Shares of Panacea Biotec witnessed a significant surge during Thursday's trading session, climbing as much as 6% to reach ₹407.60 per share. This bullish movement was triggered by a major development in the company's research pipeline concerning its much-anticipated dengue vaccine candidate.
A Major Milestone in Dengue Vaccine Development
In a regulatory filing submitted to the stock exchanges on January 7, the pharmaceutical company announced a critical achievement. Panacea Biotec has successfully completed the enrollment of participants for the Phase III clinical trial of its dengue vaccine, named DengiAll. The company formally notified the markets under the SEBI LODR Regulations, stating that 10,335 study participants have been enrolled for this late-stage study.
This Phase III trial is designed to rigorously evaluate the safety and effectiveness of the DengiAll vaccine. Each participant will be monitored over a period of two years after receiving either the actual vaccine or a placebo. The primary goal is to assess the vaccine's efficacy in preventing dengue and to measure the immune response it generates in recipients.
DengiAll: India's Prospective First Indigenous Single-Dose Shot
DengiAll represents a significant scientific endeavor in India's fight against dengue fever. It is classified as a tetravalent vaccine, meaning it is formulated to provide protection against all four known serotypes of the dengue virus—DEN1, DEN2, DEN3, and DEN4. The vaccine is a single-dose shot that contains live but attenuated (weakened) strains of these viruses.

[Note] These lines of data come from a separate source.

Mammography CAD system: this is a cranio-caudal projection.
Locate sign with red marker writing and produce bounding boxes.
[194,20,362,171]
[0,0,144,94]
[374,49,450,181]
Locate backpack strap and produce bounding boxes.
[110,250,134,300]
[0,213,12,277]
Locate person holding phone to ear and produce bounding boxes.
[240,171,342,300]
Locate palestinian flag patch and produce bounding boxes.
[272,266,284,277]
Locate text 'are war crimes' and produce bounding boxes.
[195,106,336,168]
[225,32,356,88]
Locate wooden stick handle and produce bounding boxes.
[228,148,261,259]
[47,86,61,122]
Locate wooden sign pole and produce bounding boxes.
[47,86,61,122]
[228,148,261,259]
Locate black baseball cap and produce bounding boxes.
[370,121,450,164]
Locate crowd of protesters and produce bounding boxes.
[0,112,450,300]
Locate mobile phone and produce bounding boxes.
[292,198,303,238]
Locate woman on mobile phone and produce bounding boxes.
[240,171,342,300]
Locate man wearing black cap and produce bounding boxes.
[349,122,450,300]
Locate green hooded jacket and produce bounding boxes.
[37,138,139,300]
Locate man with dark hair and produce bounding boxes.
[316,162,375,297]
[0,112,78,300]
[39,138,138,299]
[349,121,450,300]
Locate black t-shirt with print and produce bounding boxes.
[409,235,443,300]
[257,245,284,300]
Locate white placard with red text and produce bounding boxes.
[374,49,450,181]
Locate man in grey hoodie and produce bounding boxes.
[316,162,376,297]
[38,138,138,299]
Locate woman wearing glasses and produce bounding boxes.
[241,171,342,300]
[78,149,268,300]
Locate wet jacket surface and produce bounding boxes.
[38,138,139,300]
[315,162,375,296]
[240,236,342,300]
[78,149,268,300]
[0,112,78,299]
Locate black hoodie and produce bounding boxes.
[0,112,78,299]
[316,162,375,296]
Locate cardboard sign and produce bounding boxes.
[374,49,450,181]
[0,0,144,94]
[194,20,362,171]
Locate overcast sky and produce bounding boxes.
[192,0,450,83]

Panacea Biotec has highlighted that DengiAll is on track to become India's first indigenously developed single-dose dengue vaccine. The company has set a tentative target for a commercial launch in 2027, pending successful trial results and regulatory approvals.
The journey for this vaccine began nearly two decades ago. The DengiAll program was initiated in 2006 following a technology transfer agreement with the US National Institutes of Health (NIH). Active development commenced in 2008, underscoring the long and complex process of vaccine creation. After completing Phase I/II trials and a three-year safety follow-up by 2020, the company partnered with the Indian Council of Medical Research (ICMR) in March 2022 to conduct the large-scale Phase III study. The trial received the green light from the Drugs Controller General of India (DCGI) in August 2024 and is being conducted across 19 sites nationwide.
Market Reaction and Stock Performance
The news of the completed enrollment provided a strong boost to investor sentiment for Panacea Biotec. The stock's performance has been volatile in recent times, but it has shown notable strength in the short term.
The share price gained 7.27% over the past five trading sessions and has rallied nearly 21% in the last one month. However, on a yearly basis, the stock is still down over 11%. The long-term picture tells a different story; the stock has delivered returns exceeding 71% in five years and has been a phenomenal multibagger for patient investors, generating staggering returns of over 8,670% since its initial listing.
Panacea Biotec shares, traded on both the BSE and NSE, recently touched a 52-week high of ₹581 in May 2025 and a 52-week low of ₹282.15 in February 2025. The completion of the Phase III enrollment is seen as a de-risking event that brings the vaccine candidate one step closer to potential commercialization, explaining the positive market reaction.